Andrew Sullivan ajs
Wed Nov 2 16:10:16 PST 2005
On Wed, Nov 02, 2005 at 10:44:36AM -0500, Christopher Browne wrote:
> If the possible problem is "runaway bad query," then I suppose that
> having 50 databases would buy *some* protection, although the cost of
> 100 slons x several backends per slon shows that the pricetag is
> prohibitively high.

What protection?  Assuming the credential-separated schemas that Rod
proposed, a runaway query is no more damaging to the other schemas
than it is in the separate database case.  Unless you're thinking of
separate back ends as well, at which point I suggest your
provisioning problem on 100 back ends neither begins nor ends at the
number of processes required to support replication.  

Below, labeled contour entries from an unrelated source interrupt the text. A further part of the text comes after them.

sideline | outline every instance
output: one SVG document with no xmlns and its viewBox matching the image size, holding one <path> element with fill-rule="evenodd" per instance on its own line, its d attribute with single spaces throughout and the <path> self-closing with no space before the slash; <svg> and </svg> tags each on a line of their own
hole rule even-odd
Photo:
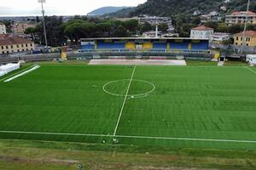
<svg viewBox="0 0 256 170">
<path fill-rule="evenodd" d="M 39 65 L 34 65 L 32 68 L 31 68 L 31 69 L 29 69 L 29 70 L 26 70 L 26 71 L 22 71 L 22 72 L 20 72 L 20 74 L 17 74 L 17 75 L 15 75 L 15 76 L 11 76 L 11 77 L 9 77 L 9 78 L 4 80 L 3 82 L 10 82 L 10 81 L 12 81 L 12 80 L 14 80 L 14 79 L 15 79 L 15 78 L 18 78 L 18 77 L 20 77 L 20 76 L 24 76 L 24 75 L 26 75 L 26 74 L 27 74 L 27 73 L 32 71 L 35 71 L 35 70 L 38 69 L 39 67 L 40 67 Z"/>
<path fill-rule="evenodd" d="M 172 137 L 154 137 L 154 136 L 126 136 L 126 135 L 111 135 L 111 134 L 85 134 L 85 133 L 39 133 L 26 131 L 0 131 L 2 133 L 17 133 L 17 134 L 47 134 L 47 135 L 70 135 L 70 136 L 91 136 L 91 137 L 115 137 L 127 139 L 168 139 L 168 140 L 185 140 L 185 141 L 205 141 L 205 142 L 229 142 L 229 143 L 247 143 L 256 144 L 256 140 L 236 140 L 222 139 L 192 139 L 192 138 L 172 138 Z"/>
</svg>

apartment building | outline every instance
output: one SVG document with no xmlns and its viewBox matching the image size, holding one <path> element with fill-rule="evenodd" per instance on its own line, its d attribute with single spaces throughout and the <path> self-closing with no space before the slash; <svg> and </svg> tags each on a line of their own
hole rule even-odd
<svg viewBox="0 0 256 170">
<path fill-rule="evenodd" d="M 256 31 L 247 31 L 245 32 L 246 46 L 256 47 Z M 235 34 L 234 45 L 243 45 L 243 32 Z"/>
<path fill-rule="evenodd" d="M 34 42 L 26 38 L 7 34 L 0 35 L 0 54 L 28 52 L 34 49 Z"/>
<path fill-rule="evenodd" d="M 256 14 L 251 11 L 236 11 L 230 15 L 226 15 L 225 24 L 231 26 L 234 24 L 244 24 L 247 16 L 247 24 L 256 24 Z"/>
</svg>

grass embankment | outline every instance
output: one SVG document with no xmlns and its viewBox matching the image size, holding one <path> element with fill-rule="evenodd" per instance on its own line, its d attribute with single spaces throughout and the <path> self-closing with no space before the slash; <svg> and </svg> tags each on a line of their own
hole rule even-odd
<svg viewBox="0 0 256 170">
<path fill-rule="evenodd" d="M 0 140 L 0 169 L 255 169 L 256 152 Z"/>
</svg>

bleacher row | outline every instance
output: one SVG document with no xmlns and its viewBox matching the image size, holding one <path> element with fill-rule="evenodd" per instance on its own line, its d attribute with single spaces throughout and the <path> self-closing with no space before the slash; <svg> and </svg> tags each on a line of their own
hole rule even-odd
<svg viewBox="0 0 256 170">
<path fill-rule="evenodd" d="M 198 41 L 193 42 L 191 40 L 181 42 L 149 42 L 137 43 L 135 42 L 106 42 L 103 40 L 96 41 L 94 43 L 82 42 L 82 50 L 133 50 L 133 49 L 144 49 L 144 50 L 182 50 L 182 51 L 206 51 L 208 50 L 208 41 Z"/>
</svg>

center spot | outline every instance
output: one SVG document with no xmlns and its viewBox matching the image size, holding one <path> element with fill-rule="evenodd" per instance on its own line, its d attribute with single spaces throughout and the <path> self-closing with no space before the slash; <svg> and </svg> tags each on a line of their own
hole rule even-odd
<svg viewBox="0 0 256 170">
<path fill-rule="evenodd" d="M 106 83 L 103 86 L 105 93 L 114 96 L 125 96 L 130 79 L 117 80 Z M 149 82 L 133 79 L 129 88 L 128 97 L 146 97 L 155 89 L 155 86 Z"/>
</svg>

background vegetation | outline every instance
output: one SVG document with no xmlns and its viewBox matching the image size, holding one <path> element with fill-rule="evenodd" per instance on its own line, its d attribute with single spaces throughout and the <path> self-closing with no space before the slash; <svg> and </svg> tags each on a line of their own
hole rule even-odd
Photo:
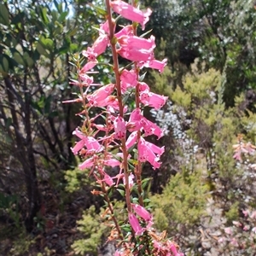
<svg viewBox="0 0 256 256">
<path fill-rule="evenodd" d="M 146 77 L 170 99 L 146 113 L 166 129 L 160 169 L 144 166 L 155 227 L 188 255 L 252 255 L 255 155 L 237 162 L 232 145 L 239 133 L 256 143 L 253 2 L 141 3 L 154 10 L 158 57 L 168 58 L 163 75 Z M 0 254 L 107 253 L 103 201 L 70 151 L 79 107 L 61 103 L 74 96 L 72 55 L 96 38 L 101 5 L 0 3 Z"/>
</svg>

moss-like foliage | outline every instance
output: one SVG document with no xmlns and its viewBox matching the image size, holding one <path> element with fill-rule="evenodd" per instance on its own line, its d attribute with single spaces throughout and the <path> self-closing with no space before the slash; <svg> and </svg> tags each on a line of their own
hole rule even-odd
<svg viewBox="0 0 256 256">
<path fill-rule="evenodd" d="M 94 206 L 84 212 L 82 219 L 78 221 L 78 230 L 83 234 L 84 238 L 76 240 L 72 245 L 75 253 L 84 255 L 90 253 L 98 255 L 97 247 L 102 243 L 107 226 L 102 223 L 100 215 L 96 213 Z"/>
<path fill-rule="evenodd" d="M 151 198 L 156 228 L 173 236 L 181 227 L 189 229 L 198 224 L 205 213 L 207 191 L 200 172 L 184 170 L 176 174 L 162 195 Z"/>
</svg>

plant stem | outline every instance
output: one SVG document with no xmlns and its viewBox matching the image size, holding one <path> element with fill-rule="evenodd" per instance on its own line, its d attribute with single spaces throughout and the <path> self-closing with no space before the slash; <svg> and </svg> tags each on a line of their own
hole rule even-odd
<svg viewBox="0 0 256 256">
<path fill-rule="evenodd" d="M 106 7 L 107 12 L 108 14 L 108 26 L 109 26 L 109 40 L 111 44 L 111 49 L 113 55 L 113 71 L 115 74 L 116 79 L 116 90 L 117 90 L 117 97 L 119 101 L 119 115 L 124 118 L 124 106 L 122 102 L 122 93 L 121 93 L 121 81 L 120 81 L 120 74 L 119 73 L 119 61 L 118 61 L 118 54 L 116 51 L 115 43 L 113 42 L 114 31 L 113 31 L 113 24 L 112 21 L 112 15 L 110 9 L 109 0 L 106 0 Z M 125 145 L 125 138 L 121 140 L 121 148 L 123 151 L 123 168 L 125 171 L 125 201 L 127 204 L 128 212 L 131 212 L 131 197 L 130 197 L 130 188 L 129 188 L 129 170 L 128 170 L 128 152 Z"/>
</svg>

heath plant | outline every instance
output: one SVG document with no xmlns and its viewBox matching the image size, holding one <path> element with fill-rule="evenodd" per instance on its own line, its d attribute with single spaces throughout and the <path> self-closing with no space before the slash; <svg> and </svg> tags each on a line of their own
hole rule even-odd
<svg viewBox="0 0 256 256">
<path fill-rule="evenodd" d="M 153 169 L 160 168 L 165 150 L 148 142 L 148 136 L 159 139 L 164 133 L 143 116 L 144 107 L 160 109 L 167 99 L 152 92 L 143 81 L 145 67 L 162 73 L 166 65 L 166 59 L 154 58 L 154 37 L 148 36 L 149 32 L 137 34 L 139 26 L 145 29 L 152 11 L 141 10 L 135 0 L 106 0 L 105 6 L 106 20 L 96 28 L 98 38 L 81 57 L 73 60 L 77 79 L 71 84 L 78 87 L 79 95 L 65 102 L 83 106 L 79 113 L 83 122 L 73 131 L 79 141 L 72 151 L 83 160 L 79 167 L 93 176 L 98 184 L 98 189 L 91 193 L 104 198 L 105 222 L 111 227 L 108 241 L 116 243 L 114 255 L 183 255 L 178 247 L 166 238 L 165 232 L 160 236 L 153 228 L 149 201 L 143 190 L 148 179 L 142 179 L 143 164 L 148 162 Z M 119 18 L 131 22 L 121 26 L 118 24 Z M 113 61 L 99 62 L 98 56 L 108 49 Z M 122 59 L 126 61 L 119 61 Z M 128 64 L 124 67 L 120 63 Z M 96 66 L 102 65 L 107 65 L 114 77 L 108 84 L 94 83 L 96 76 L 92 74 Z M 96 90 L 92 91 L 93 87 Z M 131 101 L 134 103 L 128 108 Z M 118 172 L 112 174 L 111 169 Z M 125 221 L 119 218 L 120 210 L 116 209 L 111 196 L 113 190 L 125 199 Z"/>
</svg>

> But if the load on the system is low enough that you can afford to have
> 50 databases hosted on one postmaster, then it seems improbable that
> load balancing is one of the goals.  I think, for that scenario, I'd
> point to PITR as being "the answer."  Slony-I isn't intended to be the
> answer to every problem.

I don't think the management tools are anything like sophisiticated
enough right now to make PITR a solution to recovering one database
among many on a single back end.  Indeed, my impression is that we're
trying to solve the case where one of these "databases" (either
database or SQL schema) has problems and the rest don't.  But PITR
works on xlog, which means it works on the whole back end.   You have
to do a backend shutdown to recover, according to the 8.0 docs.

A

-- 
Andrew Sullivan  | ajs at crankycanuck.ca
I remember when computers were frustrating because they *did* exactly what 
you told them to.  That actually seems sort of quaint now.